He crawled, staying under the palmettos until they petered out. By then he had reached the little footpaths he and Harris had made between the camp and the outer thicket. He started along it, trying to trot quietly as the flowery jungle closed in like the green walls of a narrow hallway.
Cypress roots clutched the edge of the path and fronds touched down every which way, and he didn’t give it a thought when his left foot slashed through one of the crisscrossing creeper vines.
Something instantly started to give and he caught a flicker of motion in the corner of his eye, and he threw himself sideways as a heavy ten foot dead log came crashing across the path.
He looked at the log, at the vine his foot had triggered. It stretched across the path, through a cypress root, and up the side of the log where it had been tied by hand. A deadfall.
He left the path, plunging into the jungle and scrabbling down to the mucky bank and the looming thicket. He started wading into the ghastly marl, stepping over hoop bushes and clawing his way around the pindowns. The thicket thinned as he approached the log litter where they had left the airboat.
But the boat wasn’t there.
So Tanner hadn’t hung around after he killed Harris. He had gone directly into the jungle and set up the deadfall, knowing that Ramsay would come along the path sooner or later. Then he had hauled off the boat and hidden it. Where? God, it could be in any little setback in the thicket. It would take him hours to find it!
And Tanner was probably somewhere in the thickets too. Where? How near? He looked at the.22’s cylinder.
One.22 long rifle cartridge.
“Ramsay!”
The gut-grabbing bellow reacted on him like a bomb. He jumped and shrank into the lofty tules, trying to see everywhere at once.
“Goan kill yuh, taxi boy! Goan feed you to the gators!”
Then Tanner laughed — a high, maniacal laugh that got a short-winged cooter bird all asquawk.
Ramsay crawled into the reeds, the echo of the savage laugh ringing in his ears. He realized that for the first time in years he was at the edge of a complete and violent loss of temper. Tanner had killed a good man, one of the few really good men Ramsay had known. And now Tanner was playing games with Ramsay’s life.

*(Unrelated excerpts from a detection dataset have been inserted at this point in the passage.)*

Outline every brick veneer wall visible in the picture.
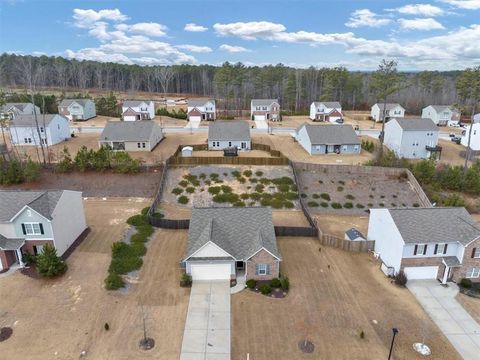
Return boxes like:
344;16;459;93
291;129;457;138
246;250;280;280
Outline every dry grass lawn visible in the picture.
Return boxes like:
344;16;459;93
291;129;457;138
232;237;460;360
0;199;189;360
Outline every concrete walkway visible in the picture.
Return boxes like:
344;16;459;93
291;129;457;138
180;281;230;360
407;280;480;360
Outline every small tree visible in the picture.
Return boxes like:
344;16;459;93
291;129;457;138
36;244;67;277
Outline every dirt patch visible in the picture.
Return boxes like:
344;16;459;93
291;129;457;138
0;169;160;197
232;237;460;360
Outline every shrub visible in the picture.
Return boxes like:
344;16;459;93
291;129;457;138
178;195;188;205
245;279;257;289
395;270;408;286
460;278;473;289
320;193;330;201
260;284;272;295
331;202;342;209
270;278;282;288
172;188;183;195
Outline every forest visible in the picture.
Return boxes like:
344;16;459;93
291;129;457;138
0;54;462;114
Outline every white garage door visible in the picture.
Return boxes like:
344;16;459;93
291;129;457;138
404;266;438;280
190;264;231;280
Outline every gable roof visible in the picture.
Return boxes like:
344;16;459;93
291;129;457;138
208;120;250;141
10;114;68;127
297;123;360;145
185;207;281;260
391;118;438;131
250;99;278;106
388;207;480;245
0;190;64;222
99;120;158;141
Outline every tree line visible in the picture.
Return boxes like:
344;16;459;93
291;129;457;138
0;54;468;113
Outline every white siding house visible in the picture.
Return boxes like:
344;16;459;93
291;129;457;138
122;100;155;121
58;99;97;121
9;114;70;146
384;119;441;159
370;103;405;122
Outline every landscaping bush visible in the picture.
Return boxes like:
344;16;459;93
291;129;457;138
270;278;282;288
260;284;272;295
395;270;408;286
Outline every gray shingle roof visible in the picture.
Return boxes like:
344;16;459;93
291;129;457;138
185;207;280;260
208;120;250;141
10;114;64;127
0;190;63;222
388;207;480;245
392;118;438;131
251;99;278;106
99;120;158;141
297;123;360;145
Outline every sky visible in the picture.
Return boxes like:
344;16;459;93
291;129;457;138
0;0;480;71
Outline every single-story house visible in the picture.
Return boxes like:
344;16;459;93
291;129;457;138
310;101;343;122
122;100;155;121
0;190;87;271
0;103;40;120
250;99;281;121
182;207;282;280
295;123;361;155
422;105;460;126
98;120;163;151
58;99;97;121
208;120;252;150
187;99;217;121
368;207;480;284
370;103;405;122
384;118;442;159
9;114;71;146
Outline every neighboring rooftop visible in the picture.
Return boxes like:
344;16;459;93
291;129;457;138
185;207;280;260
388;207;480;245
99;120;158;141
208;120;250;141
393;118;438;131
297;123;360;145
0;190;64;222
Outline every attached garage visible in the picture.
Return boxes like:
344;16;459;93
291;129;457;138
190;264;232;280
404;266;438;280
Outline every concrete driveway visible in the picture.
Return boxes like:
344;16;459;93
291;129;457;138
407;280;480;360
180;280;230;360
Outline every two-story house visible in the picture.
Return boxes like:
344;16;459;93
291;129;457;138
384;119;442;159
9;114;71;146
367;207;480;284
0;103;40;120
187;99;217;121
122;100;155;121
58;99;97;121
370;103;405;122
0;190;87;271
250;99;281;121
310;101;343;122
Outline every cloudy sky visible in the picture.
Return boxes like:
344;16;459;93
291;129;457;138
0;0;480;70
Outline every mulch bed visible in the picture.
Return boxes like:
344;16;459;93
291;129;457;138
250;280;288;299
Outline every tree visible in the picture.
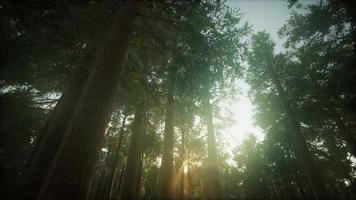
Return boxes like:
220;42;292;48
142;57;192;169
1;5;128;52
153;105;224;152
38;1;139;199
249;32;328;199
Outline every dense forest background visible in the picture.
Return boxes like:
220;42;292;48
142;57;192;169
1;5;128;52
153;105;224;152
0;0;356;200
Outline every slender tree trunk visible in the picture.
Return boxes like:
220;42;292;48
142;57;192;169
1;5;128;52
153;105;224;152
135;153;144;199
268;67;330;199
115;160;126;199
120;98;146;199
204;99;222;199
159;67;175;199
38;1;138;200
187;149;194;199
105;115;127;199
30;65;88;196
179;122;186;199
333;109;356;157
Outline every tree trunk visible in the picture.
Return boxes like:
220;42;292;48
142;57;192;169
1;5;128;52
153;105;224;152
120;99;146;199
179;122;187;199
268;66;330;199
30;65;88;196
38;1;138;200
333;109;356;157
204;99;222;199
104;115;127;199
159;67;175;199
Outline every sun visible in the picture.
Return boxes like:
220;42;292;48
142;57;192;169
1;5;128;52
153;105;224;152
219;80;264;153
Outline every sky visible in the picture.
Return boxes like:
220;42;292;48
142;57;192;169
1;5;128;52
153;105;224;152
219;0;289;153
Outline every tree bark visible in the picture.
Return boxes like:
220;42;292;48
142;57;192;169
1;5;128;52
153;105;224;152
120;98;146;199
268;66;330;199
333;109;356;157
104;115;127;199
159;67;175;199
204;99;222;199
30;65;88;196
38;1;138;200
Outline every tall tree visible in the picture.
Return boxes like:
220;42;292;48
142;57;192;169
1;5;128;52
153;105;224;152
38;1;139;199
249;32;328;199
120;97;146;199
160;66;175;199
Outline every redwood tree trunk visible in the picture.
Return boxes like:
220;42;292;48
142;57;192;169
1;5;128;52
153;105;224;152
30;65;87;195
38;1;138;200
334;109;356;156
268;67;330;199
103;115;127;200
204;95;222;199
160;66;175;199
120;99;146;199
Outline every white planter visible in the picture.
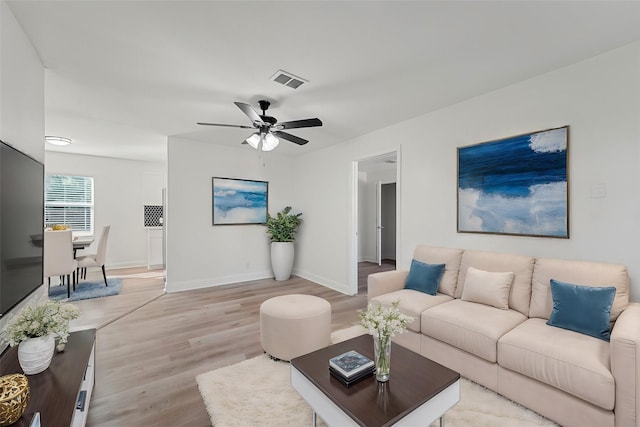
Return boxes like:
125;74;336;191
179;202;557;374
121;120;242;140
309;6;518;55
271;242;294;280
18;334;56;375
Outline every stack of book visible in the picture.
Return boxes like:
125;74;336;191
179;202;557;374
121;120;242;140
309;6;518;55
329;350;376;387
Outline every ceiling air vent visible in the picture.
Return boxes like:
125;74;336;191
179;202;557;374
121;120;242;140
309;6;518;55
271;70;309;89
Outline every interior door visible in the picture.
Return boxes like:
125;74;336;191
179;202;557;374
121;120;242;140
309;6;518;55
376;181;384;266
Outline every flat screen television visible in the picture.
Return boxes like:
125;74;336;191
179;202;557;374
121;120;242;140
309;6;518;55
0;141;44;316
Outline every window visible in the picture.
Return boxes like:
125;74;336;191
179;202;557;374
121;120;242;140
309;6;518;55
44;175;93;234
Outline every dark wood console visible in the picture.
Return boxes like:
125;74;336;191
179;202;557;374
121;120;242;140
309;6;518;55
0;329;96;427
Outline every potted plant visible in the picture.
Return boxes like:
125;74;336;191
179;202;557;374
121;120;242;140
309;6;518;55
0;300;80;375
266;206;302;280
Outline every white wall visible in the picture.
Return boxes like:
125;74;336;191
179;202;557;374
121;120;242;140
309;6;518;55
296;42;640;300
165;137;296;292
0;2;44;342
45;151;166;268
0;2;44;162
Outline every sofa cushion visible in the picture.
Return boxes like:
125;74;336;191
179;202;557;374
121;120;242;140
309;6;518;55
498;319;615;410
462;267;513;310
529;258;629;322
404;259;445;295
456;250;535;316
547;279;616;341
421;299;526;362
413;245;462;297
371;289;452;333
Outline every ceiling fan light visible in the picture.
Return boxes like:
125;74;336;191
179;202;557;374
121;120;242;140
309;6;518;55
246;132;260;149
262;133;280;151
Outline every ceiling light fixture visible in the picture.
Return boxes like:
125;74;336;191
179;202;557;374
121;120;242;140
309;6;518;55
44;136;71;145
245;132;280;151
246;132;261;150
262;133;280;151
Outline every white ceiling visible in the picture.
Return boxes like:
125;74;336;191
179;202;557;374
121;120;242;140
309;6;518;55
7;0;640;161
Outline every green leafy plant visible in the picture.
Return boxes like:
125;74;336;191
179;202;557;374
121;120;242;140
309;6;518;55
266;206;302;242
0;300;80;347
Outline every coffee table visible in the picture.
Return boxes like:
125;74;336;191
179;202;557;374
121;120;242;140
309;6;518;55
291;335;460;427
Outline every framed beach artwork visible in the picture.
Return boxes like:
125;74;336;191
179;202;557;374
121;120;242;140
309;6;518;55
458;126;569;239
212;177;269;225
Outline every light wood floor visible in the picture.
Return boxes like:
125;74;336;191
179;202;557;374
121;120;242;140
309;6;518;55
72;263;395;427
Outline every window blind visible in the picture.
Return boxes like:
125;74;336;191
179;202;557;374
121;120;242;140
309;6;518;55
44;175;93;234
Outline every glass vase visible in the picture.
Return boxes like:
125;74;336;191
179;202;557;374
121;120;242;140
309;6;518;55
373;335;391;382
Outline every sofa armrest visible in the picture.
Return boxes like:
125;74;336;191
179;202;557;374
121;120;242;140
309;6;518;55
611;303;640;427
367;270;409;301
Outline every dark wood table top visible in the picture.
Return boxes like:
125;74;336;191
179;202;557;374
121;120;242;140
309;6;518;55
291;335;460;426
0;329;96;427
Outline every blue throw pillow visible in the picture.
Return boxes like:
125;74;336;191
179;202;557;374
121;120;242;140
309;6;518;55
404;259;445;295
547;279;616;341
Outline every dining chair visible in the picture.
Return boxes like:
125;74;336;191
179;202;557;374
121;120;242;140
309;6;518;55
44;230;78;298
77;225;111;286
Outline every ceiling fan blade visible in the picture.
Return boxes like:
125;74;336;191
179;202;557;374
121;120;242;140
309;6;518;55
197;122;255;129
276;118;322;129
271;130;309;145
234;102;266;127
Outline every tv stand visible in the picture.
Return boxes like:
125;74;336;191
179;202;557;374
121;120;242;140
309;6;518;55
0;329;96;427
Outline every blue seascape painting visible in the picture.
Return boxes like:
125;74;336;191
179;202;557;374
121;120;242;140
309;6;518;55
458;126;569;238
213;178;269;225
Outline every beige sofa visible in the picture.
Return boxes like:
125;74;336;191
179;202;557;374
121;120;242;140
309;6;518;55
368;246;640;427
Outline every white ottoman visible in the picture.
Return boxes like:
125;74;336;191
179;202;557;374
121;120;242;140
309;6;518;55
260;294;331;361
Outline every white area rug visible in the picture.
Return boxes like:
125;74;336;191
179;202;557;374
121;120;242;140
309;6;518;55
196;326;557;427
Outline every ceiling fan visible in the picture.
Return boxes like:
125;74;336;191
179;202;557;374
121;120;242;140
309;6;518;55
198;99;322;151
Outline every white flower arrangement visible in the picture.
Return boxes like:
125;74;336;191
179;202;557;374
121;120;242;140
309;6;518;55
0;300;80;347
358;301;414;339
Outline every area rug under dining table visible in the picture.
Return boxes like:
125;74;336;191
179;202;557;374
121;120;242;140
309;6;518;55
196;327;557;427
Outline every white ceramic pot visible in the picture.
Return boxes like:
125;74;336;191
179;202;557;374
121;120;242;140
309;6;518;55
271;242;294;280
18;334;56;375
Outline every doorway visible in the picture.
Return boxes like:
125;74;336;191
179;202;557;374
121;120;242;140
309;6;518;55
349;150;400;295
376;181;396;266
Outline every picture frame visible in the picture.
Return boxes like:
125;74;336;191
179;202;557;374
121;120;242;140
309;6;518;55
457;126;569;239
211;177;269;225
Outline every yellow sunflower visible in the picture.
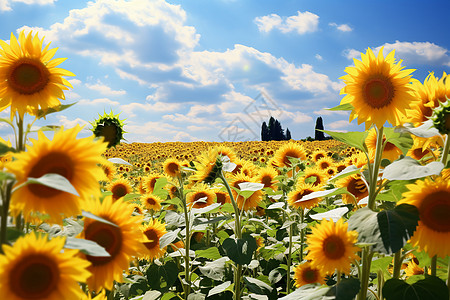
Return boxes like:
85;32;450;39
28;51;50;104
140;219;167;260
81;197;144;291
365;128;402;161
0;233;90;300
341;48;416;130
398;177;450;258
140;194;164;211
0;31;75;119
186;183;216;208
287;182;322;209
336;174;369;204
7;125;106;223
306;219;360;274
230;174;262;210
274;142;306;168
163;158;181;177
294;261;325;288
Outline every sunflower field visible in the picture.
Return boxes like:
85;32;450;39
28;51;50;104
0;32;450;300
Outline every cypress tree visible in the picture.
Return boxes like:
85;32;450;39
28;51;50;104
314;117;325;141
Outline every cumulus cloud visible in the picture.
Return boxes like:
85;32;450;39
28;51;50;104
344;41;450;66
328;22;353;32
254;11;319;35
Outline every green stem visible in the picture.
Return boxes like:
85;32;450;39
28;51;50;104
367;126;383;210
392;249;403;279
430;255;437;276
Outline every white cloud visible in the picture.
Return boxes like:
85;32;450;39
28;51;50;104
344;41;450;66
86;83;127;96
328;22;353;32
254;11;319;34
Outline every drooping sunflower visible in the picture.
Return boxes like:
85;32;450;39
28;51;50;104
106;178;133;201
256;167;278;190
91;111;126;148
398;177;450;258
0;30;75;119
294;261;325;288
274;142;306;168
306;219;360;274
7;125;106;223
336;174;369;204
230;173;262;210
163;158;181;177
340;48;416;130
140;194;163;211
186;183;216;208
365;128;402;161
0;233;90;300
81;196;144;291
287;182;322;209
140;219;167;260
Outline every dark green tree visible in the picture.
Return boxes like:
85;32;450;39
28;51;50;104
314;117;325;141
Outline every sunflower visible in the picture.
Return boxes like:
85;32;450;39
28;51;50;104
81;197;144;291
274;142;306;168
365;128;402;161
186;183;216;208
140;219;167;260
287;182;322;209
340;48;416;130
7;125;106;223
140;194;163;211
91;111;126;148
294;261;325;288
306;219;360;274
230;174;262;210
163;158;181;177
336;174;369;204
106;178;133;200
398;177;450;258
0;30;75;119
0;233;90;300
256;167;278;190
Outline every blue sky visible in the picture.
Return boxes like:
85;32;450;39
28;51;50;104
0;0;450;142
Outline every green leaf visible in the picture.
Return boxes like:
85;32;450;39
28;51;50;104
326;278;360;300
64;237;111;257
195;247;222;260
326;103;354;111
222;233;257;265
377;204;419;253
382;156;444;180
383;276;449;300
81;210;118;227
322;130;369;151
146;261;179;293
20;173;80;196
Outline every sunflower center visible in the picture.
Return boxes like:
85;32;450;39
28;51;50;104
363;76;394;108
144;229;159;250
84;221;123;266
8;58;50;95
28;152;75;198
9;254;60;299
322;235;345;259
419;191;450;232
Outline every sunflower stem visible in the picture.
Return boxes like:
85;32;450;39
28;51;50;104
367;126;384;210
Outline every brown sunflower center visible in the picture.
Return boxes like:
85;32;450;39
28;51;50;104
27;152;75;198
362;76;394;108
84;221;123;266
144;228;159;250
8;58;50;95
322;235;345;259
419;191;450;232
9;254;60;299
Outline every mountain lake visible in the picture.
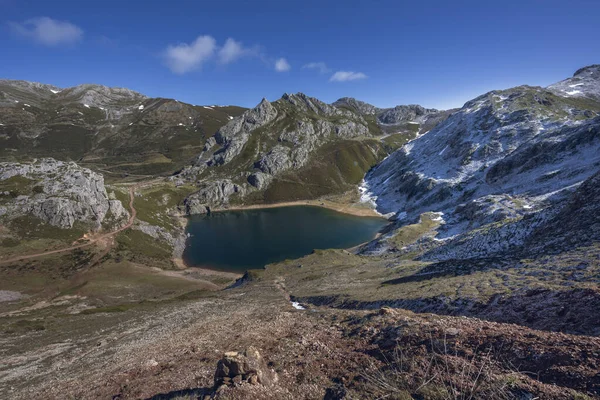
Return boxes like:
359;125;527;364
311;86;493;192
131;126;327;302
183;206;388;272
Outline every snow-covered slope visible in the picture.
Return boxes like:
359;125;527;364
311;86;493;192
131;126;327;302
365;66;600;255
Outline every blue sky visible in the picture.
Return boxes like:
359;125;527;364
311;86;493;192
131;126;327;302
0;0;600;108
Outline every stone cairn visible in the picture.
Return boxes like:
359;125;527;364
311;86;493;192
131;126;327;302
215;347;277;389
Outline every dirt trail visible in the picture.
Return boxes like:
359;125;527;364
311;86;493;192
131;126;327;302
0;182;138;264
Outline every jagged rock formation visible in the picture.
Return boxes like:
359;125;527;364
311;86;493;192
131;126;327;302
179;93;448;212
0;80;244;174
366;66;600;259
0;158;129;229
333;97;454;133
548;64;600;101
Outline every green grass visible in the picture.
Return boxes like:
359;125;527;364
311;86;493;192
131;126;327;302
117;229;171;267
254;139;387;203
6;215;88;243
0;175;37;199
132;184;198;230
387;213;440;248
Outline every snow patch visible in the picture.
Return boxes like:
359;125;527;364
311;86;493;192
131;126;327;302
358;179;377;207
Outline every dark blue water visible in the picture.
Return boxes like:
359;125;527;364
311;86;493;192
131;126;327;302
183;206;386;272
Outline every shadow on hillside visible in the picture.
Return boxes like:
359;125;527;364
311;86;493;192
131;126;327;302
291;289;600;336
382;258;516;285
146;388;213;400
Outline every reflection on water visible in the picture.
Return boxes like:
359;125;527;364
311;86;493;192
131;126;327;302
183;206;386;271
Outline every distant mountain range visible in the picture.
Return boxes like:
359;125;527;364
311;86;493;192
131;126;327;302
366;65;600;259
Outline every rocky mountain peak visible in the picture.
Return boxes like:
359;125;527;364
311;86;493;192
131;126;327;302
573;64;600;79
332;97;382;115
548;64;600;102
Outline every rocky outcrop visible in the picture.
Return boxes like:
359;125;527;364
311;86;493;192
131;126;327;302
214;347;277;390
0;80;244;174
0;158;129;229
209;99;277;165
548;64;600;101
377;104;440;125
134;221;186;258
184;179;246;215
365;66;600;260
332;97;382;115
333;97;448;131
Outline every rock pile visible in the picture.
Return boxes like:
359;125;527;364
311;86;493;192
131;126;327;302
214;347;277;389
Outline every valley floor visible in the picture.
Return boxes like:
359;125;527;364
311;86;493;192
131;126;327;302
0;180;600;400
0;245;600;399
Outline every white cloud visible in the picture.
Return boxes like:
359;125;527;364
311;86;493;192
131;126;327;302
275;58;292;72
329;71;367;82
165;36;217;74
302;62;331;74
218;38;256;64
9;17;83;46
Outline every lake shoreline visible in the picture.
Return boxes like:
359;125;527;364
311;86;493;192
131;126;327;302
211;200;387;220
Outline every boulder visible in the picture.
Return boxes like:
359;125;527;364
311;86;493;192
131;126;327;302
214;347;277;389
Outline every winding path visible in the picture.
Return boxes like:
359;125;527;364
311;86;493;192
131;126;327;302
0;184;137;264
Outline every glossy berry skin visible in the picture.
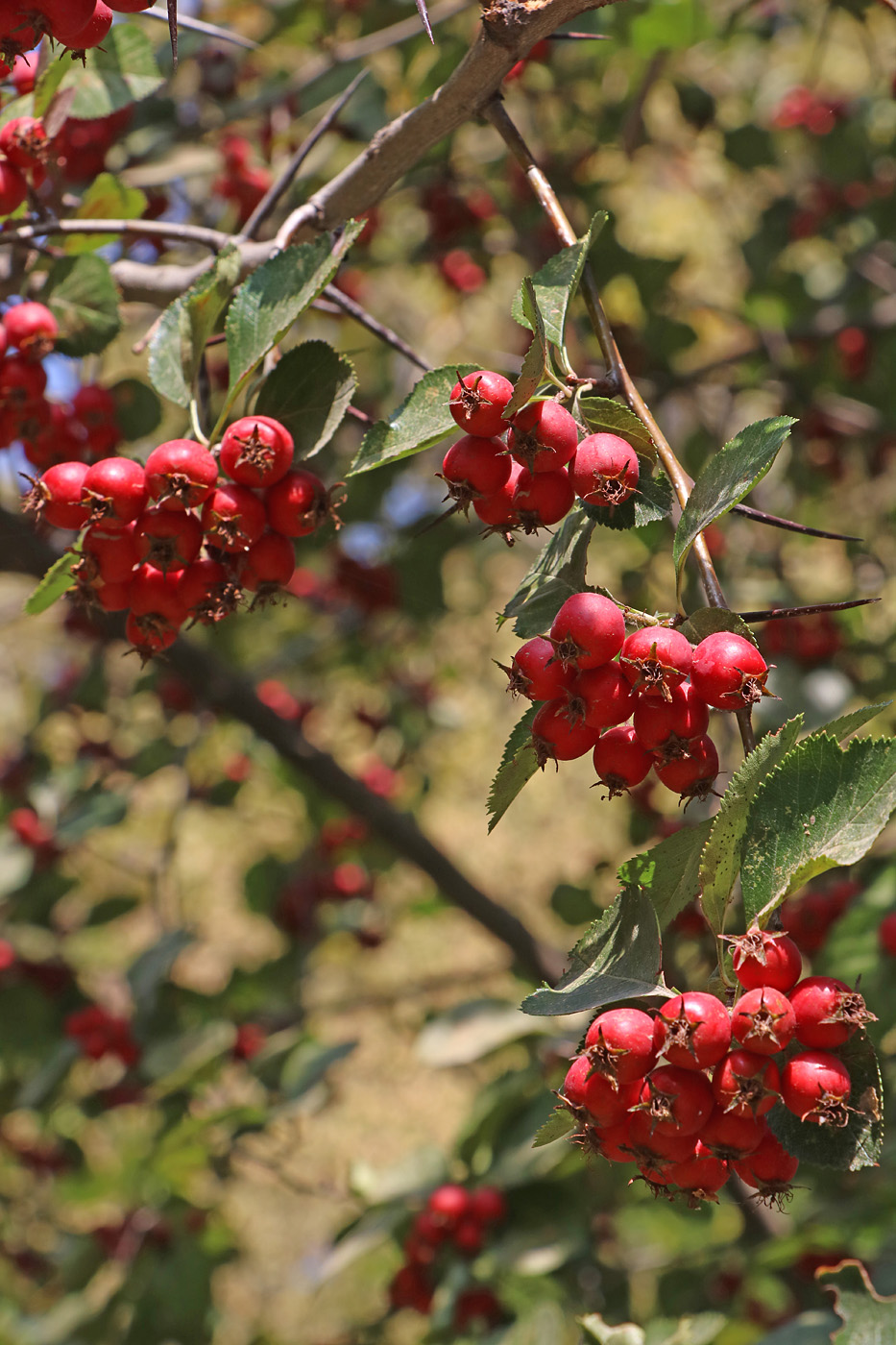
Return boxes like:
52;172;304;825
569;433;641;508
504;635;574;700
531;700;597;766
731;928;803;994
593;723;654;799
218;416;295;487
788;976;875;1050
448;369;514;438
731;986;796;1056
618;625;691;699
654;990;731;1069
690;631;771;710
145;438;218;510
507;403;578;473
713;1049;781;1116
585;1009;658;1084
781;1050;852;1126
550;593;625;672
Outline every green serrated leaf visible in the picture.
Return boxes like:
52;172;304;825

In an odd way he was almost glad that the boat was gone. Now he couldn’t run for help. For the first time in his life, out of all the false beginnings and phony endings, he was going to have to stick to one thing and see it through.
He snaked through the tules, under the pindowns and around the gargoyle cypress knees — then stopped in consternation when he suddenly found himself face to face with a big bull gator drowsing on a fallen tupelo. The huge saurian started to unhinge its ponderous jaws with a wet hiss, and Ramsay beat a hasty detour.
The marsh dust was balling in the air, covering him with a fine powder, turning to mud where his clothes were wet. The sun was straight up and hell hot, but the jungle was looming now, and he plunged through the last of the reed and gained the mucky bank.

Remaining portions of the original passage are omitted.